Un'altra tacca da aggiungere ai motivi per cui sentirmi orgogliosa di me (l'autostima va nutrita). Partita con la mia Spider Fiat600 martedì mattina alle 5.40 in direzione Santarcangelo di Romagna, dove ad attendermi c'erano la Sara e l'Alice. Sarebbe stato facile fare tutta la E45, ho voluto rendere le cose più interessanti, così seguendo le indicazioni di Piero sono uscita a Orte, ho preso per Padova-Cesena e poi ho tenuto per la seconda, direzione Gubbio (dove i boschi pullulano in maniera inquietante di cicale) e dalla rotatoria col bar direzione Fano, da llì autostrada direzione Bologna e uscita a Rimini Nord. Da qui a Santarcangelo è un giro di valzer intorno a due otre rotatorie, orgoglio mio riuscire ad arrivare proprio sotto casa loro senza che nessuno sia venuto e prendermi chissà dove perché mi ero persa. Non posso tuttavia negare di aver richiesto due o tre volte conferma al Mariani  sulla direzione, ma solo conferma. La mia Draga di macchina ancora una volta non mi ha delusa, e ieri in autostrada, sulla via del ritorno, una volta toccati i 130 km/h facevo fatica a non farle raggiungere i 140! Eccheccacchio!  

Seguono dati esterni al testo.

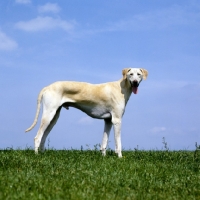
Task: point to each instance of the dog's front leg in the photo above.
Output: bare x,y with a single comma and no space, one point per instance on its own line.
107,128
117,132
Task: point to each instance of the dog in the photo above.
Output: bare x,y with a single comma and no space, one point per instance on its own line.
102,101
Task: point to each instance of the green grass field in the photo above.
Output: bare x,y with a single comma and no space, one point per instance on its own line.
85,174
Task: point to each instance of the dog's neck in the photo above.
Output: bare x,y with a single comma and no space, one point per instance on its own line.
125,89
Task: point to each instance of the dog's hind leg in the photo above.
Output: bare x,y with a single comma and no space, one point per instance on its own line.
49,128
51,110
107,128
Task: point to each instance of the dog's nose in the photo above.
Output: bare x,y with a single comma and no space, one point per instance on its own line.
135,83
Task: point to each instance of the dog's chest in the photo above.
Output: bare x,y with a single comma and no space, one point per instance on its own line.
98,111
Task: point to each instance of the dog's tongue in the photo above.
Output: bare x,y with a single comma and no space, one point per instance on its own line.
135,90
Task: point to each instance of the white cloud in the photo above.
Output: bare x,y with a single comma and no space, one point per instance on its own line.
45,23
85,121
158,129
23,1
49,7
6,43
153,20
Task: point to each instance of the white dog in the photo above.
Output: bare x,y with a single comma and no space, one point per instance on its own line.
102,101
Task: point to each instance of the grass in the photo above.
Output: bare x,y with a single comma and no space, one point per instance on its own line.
85,174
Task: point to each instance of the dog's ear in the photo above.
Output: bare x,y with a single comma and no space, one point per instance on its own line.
124,72
144,73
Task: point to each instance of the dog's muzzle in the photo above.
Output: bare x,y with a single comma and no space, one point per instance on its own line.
134,85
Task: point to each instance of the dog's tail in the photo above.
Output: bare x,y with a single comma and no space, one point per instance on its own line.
38,110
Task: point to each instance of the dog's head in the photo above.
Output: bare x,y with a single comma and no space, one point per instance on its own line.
134,76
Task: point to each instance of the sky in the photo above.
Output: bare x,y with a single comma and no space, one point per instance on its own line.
44,41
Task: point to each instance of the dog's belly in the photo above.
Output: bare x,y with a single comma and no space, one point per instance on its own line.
99,112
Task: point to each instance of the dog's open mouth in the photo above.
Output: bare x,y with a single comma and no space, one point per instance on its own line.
134,86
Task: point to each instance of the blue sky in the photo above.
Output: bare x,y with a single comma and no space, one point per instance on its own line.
46,41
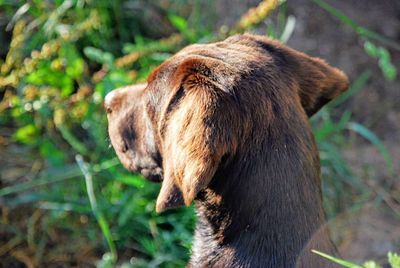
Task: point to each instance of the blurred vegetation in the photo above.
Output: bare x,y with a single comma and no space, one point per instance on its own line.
62,58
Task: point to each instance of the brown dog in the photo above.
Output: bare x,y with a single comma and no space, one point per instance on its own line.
226,124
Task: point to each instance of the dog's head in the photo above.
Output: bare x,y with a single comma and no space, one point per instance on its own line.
201,105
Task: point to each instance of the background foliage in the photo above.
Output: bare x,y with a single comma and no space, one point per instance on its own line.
62,58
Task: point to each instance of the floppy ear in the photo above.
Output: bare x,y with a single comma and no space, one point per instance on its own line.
318,81
194,134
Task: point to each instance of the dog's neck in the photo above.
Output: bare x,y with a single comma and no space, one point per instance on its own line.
267,212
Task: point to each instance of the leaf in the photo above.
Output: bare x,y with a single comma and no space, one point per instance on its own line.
178,22
394,260
371,49
26,134
371,264
336,260
99,56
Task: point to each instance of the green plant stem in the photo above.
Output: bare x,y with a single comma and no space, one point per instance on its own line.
96,211
70,172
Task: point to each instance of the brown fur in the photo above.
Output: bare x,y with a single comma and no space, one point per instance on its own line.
226,124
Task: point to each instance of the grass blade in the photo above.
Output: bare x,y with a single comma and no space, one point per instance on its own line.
371,137
105,228
336,260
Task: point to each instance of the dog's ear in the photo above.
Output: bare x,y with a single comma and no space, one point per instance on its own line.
318,82
194,133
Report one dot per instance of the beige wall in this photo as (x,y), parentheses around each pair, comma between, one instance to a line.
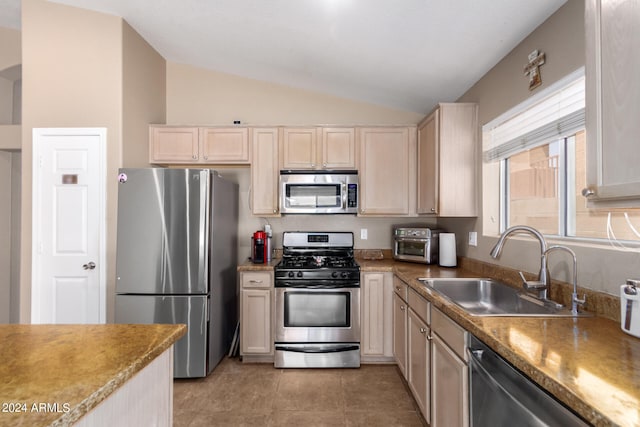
(561,38)
(144,94)
(198,96)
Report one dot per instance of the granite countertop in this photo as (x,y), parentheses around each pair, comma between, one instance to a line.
(55,374)
(587,363)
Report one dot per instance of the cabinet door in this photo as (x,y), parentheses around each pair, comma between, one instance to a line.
(400,333)
(299,148)
(264,172)
(173,144)
(376,322)
(450,386)
(338,148)
(225,145)
(613,103)
(418,362)
(428,165)
(387,171)
(255,333)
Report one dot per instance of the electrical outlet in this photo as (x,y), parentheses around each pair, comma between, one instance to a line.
(473,238)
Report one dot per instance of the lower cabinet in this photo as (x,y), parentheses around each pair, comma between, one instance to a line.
(449,373)
(256,292)
(430,350)
(376,324)
(418,362)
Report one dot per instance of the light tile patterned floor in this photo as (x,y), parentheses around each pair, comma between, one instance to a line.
(237,394)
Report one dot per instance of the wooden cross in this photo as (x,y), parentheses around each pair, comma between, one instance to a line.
(532,69)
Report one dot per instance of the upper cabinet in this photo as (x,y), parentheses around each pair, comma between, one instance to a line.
(387,170)
(264,171)
(447,161)
(198,145)
(318,148)
(613,103)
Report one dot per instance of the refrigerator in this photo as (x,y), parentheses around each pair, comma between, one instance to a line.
(176,259)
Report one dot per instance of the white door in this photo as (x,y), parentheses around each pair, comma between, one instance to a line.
(68,263)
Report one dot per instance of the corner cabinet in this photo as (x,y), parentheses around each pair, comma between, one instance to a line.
(263,194)
(387,171)
(447,161)
(449,372)
(613,104)
(376,331)
(198,145)
(256,293)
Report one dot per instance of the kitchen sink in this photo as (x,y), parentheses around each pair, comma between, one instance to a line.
(489,297)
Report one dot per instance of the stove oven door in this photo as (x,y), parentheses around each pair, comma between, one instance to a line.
(312,315)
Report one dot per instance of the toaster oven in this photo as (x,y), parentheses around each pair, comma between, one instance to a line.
(416,244)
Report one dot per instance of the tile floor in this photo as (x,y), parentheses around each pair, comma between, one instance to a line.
(237,394)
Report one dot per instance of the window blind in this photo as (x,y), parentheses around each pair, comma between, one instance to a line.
(555,114)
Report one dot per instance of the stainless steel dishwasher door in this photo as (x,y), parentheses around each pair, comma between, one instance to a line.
(501,396)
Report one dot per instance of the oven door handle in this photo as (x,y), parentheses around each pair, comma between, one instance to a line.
(317,285)
(332,349)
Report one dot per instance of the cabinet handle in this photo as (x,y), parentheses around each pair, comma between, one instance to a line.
(588,192)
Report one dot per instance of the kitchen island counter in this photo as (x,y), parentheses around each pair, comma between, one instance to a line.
(57,374)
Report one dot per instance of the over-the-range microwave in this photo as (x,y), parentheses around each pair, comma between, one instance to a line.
(318,192)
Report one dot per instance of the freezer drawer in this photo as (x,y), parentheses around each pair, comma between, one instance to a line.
(190,352)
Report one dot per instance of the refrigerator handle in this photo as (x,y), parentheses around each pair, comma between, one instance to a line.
(205,200)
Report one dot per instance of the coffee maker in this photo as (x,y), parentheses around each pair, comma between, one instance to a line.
(259,247)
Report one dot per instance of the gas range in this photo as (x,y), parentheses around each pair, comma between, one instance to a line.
(317,256)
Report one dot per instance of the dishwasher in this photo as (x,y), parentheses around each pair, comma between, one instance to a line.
(500,395)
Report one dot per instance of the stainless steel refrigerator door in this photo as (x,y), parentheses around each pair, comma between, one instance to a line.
(162,242)
(190,351)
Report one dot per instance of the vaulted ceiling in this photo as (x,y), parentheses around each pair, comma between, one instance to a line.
(404,54)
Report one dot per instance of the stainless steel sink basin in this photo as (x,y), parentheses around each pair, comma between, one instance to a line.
(488,297)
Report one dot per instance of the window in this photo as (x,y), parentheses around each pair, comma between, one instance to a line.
(541,147)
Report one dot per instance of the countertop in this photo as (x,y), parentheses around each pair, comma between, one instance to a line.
(587,363)
(55,374)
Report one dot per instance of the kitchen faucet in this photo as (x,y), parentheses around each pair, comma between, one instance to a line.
(575,301)
(542,284)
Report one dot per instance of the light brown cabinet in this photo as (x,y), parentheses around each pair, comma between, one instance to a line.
(447,161)
(318,148)
(613,104)
(169,144)
(198,145)
(418,361)
(225,145)
(376,330)
(400,321)
(264,172)
(256,292)
(449,372)
(387,171)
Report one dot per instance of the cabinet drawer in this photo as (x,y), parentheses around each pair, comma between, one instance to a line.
(450,332)
(420,305)
(256,279)
(400,288)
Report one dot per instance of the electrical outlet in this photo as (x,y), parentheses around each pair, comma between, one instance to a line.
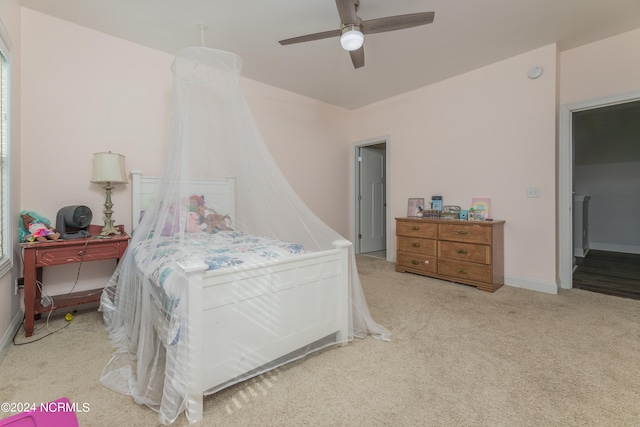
(533,191)
(19,284)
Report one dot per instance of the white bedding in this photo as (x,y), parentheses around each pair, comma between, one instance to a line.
(220,250)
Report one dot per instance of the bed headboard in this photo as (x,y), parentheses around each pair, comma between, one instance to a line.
(216,192)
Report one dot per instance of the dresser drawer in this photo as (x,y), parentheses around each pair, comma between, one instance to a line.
(417,245)
(416,229)
(465,233)
(417,262)
(465,270)
(469,252)
(65,255)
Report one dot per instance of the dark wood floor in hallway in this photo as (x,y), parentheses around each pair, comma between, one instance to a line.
(611,273)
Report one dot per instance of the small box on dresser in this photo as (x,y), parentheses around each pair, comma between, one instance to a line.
(468,252)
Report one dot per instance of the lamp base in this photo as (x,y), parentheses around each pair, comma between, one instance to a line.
(108,222)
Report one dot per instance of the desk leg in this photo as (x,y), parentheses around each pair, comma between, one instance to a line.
(30,273)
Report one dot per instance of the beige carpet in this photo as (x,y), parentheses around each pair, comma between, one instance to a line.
(459,357)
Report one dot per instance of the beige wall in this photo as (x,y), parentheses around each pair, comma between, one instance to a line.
(604,68)
(10,314)
(85,91)
(487,133)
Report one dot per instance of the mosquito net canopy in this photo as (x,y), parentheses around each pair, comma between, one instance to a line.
(213,136)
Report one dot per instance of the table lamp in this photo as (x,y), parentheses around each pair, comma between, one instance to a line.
(108,169)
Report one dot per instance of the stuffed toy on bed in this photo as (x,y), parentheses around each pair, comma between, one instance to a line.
(37,229)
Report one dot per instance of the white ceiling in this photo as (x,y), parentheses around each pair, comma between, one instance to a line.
(465,35)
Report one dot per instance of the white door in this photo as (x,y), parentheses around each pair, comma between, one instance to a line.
(372,199)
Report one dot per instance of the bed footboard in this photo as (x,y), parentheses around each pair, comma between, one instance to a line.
(243,319)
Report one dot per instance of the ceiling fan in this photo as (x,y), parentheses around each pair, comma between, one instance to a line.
(352,28)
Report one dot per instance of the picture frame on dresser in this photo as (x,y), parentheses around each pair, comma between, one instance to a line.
(415,205)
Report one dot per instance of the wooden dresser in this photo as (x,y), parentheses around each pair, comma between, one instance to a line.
(469,252)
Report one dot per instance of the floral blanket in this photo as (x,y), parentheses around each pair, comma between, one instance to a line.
(217,251)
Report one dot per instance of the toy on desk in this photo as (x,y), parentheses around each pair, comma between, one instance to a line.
(34,227)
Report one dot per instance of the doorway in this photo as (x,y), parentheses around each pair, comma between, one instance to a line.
(370,198)
(566,177)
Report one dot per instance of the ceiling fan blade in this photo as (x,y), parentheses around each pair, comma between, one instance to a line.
(399,22)
(357,57)
(347,11)
(311,37)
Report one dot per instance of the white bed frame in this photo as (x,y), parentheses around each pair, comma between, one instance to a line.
(242,318)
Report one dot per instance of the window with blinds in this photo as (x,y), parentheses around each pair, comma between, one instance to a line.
(6,237)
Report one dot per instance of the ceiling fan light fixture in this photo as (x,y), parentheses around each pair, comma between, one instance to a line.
(351,37)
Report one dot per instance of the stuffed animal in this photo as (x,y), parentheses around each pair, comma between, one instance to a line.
(217,222)
(38,230)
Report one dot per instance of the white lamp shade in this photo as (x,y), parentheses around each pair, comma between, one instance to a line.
(352,39)
(108,167)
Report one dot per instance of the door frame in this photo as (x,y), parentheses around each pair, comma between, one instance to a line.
(565,183)
(353,185)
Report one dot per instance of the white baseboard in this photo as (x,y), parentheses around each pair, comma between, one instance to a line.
(612,247)
(7,339)
(532,285)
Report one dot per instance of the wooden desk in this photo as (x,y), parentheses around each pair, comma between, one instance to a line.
(38,255)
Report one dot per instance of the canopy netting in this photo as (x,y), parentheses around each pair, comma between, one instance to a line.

P.S.: ore 6.30, verso Roma Nord, cuffie alle orecchie (You are my sunshine by Elizabeth Mitchell) cantavo allegramente quando all'improvviso dietro una curva mi si apre sulla destra un campo sterminato di girasoli. Vuoi i primi raggi di sole, vuoi l'entusiasmo del viaggio che avevo davanti... io mi so' commossa!! Ma si può?!